Enshrining the right to work remotely into a collective agreement will effectively give employees the ability to file a grievance against their employer if they perceive that they have been denied remote work on unfair grounds. For the union, the government unilaterally imposing a return to office mandate is a clear violation of the collective bargaining process.
It is unclear how many federal government employees work from home most of the time, but the union estimates that roughly 80-per-cent of its members work mostly from home. The lack of density of people in the downtown areas of the National Capital Region — Ottawa and Gatineau, QC — was mostly recently evident in data from the Canadian Chamber of Commerce, which estimated that foot traffic in downtown Ottawa as of November was only 45 per-cent of its pre-pandemic level.
Indeed, business groups have for months been urging Ottawa to encourage workers to back into the office more frequently, for the sake of small businesses that they say have been severely damaged by a persistent lack of foot traffic.

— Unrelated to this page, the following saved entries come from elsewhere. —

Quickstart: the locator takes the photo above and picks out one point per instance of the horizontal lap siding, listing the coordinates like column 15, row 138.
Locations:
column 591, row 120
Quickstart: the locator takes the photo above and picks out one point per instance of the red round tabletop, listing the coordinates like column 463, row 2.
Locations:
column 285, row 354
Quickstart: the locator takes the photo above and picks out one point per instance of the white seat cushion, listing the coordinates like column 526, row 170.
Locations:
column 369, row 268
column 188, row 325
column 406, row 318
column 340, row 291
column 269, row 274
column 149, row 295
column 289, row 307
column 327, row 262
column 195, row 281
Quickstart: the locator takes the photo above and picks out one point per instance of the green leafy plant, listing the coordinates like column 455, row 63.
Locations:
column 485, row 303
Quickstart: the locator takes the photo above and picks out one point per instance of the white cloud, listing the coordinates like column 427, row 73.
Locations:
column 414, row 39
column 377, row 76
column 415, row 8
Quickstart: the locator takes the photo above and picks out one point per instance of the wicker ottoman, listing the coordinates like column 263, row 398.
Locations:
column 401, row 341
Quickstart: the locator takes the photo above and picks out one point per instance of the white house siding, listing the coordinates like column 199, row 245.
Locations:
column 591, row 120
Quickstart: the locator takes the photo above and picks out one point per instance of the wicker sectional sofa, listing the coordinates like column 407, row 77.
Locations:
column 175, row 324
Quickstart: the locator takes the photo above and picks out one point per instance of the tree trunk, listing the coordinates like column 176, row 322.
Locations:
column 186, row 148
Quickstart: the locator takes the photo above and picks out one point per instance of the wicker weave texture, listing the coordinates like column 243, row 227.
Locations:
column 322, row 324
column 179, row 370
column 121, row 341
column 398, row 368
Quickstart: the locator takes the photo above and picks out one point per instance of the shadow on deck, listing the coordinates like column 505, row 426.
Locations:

In November, the heads of 32 business associations including the Canadian Chamber of Commerce and the Ottawa Board of Trade wrote an open letter to Treasury Board President Mona Fortier, urging her to bring employees back in the office “as rapidly as possible”.
Days later, Ms. Fortier wrote an op-ed in the Ottawa Citizen strongly hinting that federal workers should be in the office a couple of times a week because “virtual interactions, while convenient, are poor substitutes for experiences that are essential to cohesive, collaborative, and high performing organizations.” The op-ed cited the Canadian Chamber of Commerce’s call for workers to embrace hybrid work.
But according to the union at least, federal public workers themselves are reluctant to work from the office, even a couple of times a week, because they feel they can effectively do their jobs from home without incurring travel costs. According to PSAC, 90 per-cent of their members in a recent survey opposed a forced return to the office, and 83 per-cent said they would consider job action if mandated to return.
On the social media platform Reddit, federal government workers have set up a channel that posts an unofficial, crowdsourced list of which departments are mandating a return to office, and how often workers are expected to be on site. By Thursday afternoon, there were hundreds of comments on the channel, mostly expressing outrage at the Treasury Board’s mandate.